The Connection Between Hearing and Overall Health

Last update on Sep, 04, 2019

When you think about hearing loss, do you also think about diabetes, high blood pressure, heart disease, stroke, obesity, oral health issues, smoking, prescription drugs, social isolation, dementia, depression, injury-causing falls and accidents? 

You should, because all of these health-related issues are connected, in one way or another, to hearing. Some health conditions or health-related decisions increase the risk of hearing loss, while others may be caused, at least in part, by hearing loss, especially when left untreated.

This blog post is intended to reinforce the link between hearing loss and many other aspects of health — including costly medical conditions. We also want to drive home the message that your members can increase their potential for optimal health by promptly getting help for a hearing problem.

Health conditions that are risk factors for hearing loss

Numerous studies have found that several health conditions and health-related decisions increase the risk of hearing loss. Most of the health conditions in this group share a common biological mechanism: Directly or indirectly, they damage tiny blood vessels of the inner ear, diminishing the ability to hear.

Diabetes

Hearing loss is twice as common in people with diabetes as it is in those who don't have the disease, according to the American Diabetes Association. Also, of the 84 million adults in the U.S. who have prediabetes, the rate of hearing loss is 30% higher than in those with normal blood glucose.

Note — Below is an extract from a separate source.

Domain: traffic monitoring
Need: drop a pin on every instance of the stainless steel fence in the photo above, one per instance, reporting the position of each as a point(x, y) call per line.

High blood pressure (hypertension)

A U.S. study of 274 men and women ages 45 to 64 found a strong relationship between high blood pressure and age-related hearing loss.

Cardiovascular disease

Six decades of study revealed that impaired cardiovascular health (heart disease) negatively affects hearing ability, especially in older adults.

Stroke

Sudden sensorineural hearing loss may foreshadow a cerebrovascular event (stroke) as much as two years before it happens, according to research conducted in Taiwan.

Obesity

Severe obesity was associated with an increased prevalence of hearing loss, according to a study conducted in South Korea. Also, a U.S. study found that obese adolescents may be at a higher risk for hearing loss than their normal-weight peers.

Oral health issues

Certain oral conditions, including periodontal (gum) disease, may result in hearing loss, according to a study conducted in Taiwan.

Other risk factors for hearing loss

Ototoxic drugs

More than 200 prescription and over-the-counter drugs are “ototoxic,” meaning they can damage hearing, according to the American Speech-Language-Hearing Association.

Smoking

A Japanese study found that smokers were up to 70% more likely than nonsmokers to develop hearing loss. Researchers also found that the risk of hearing loss dropped significantly within five year of quitting.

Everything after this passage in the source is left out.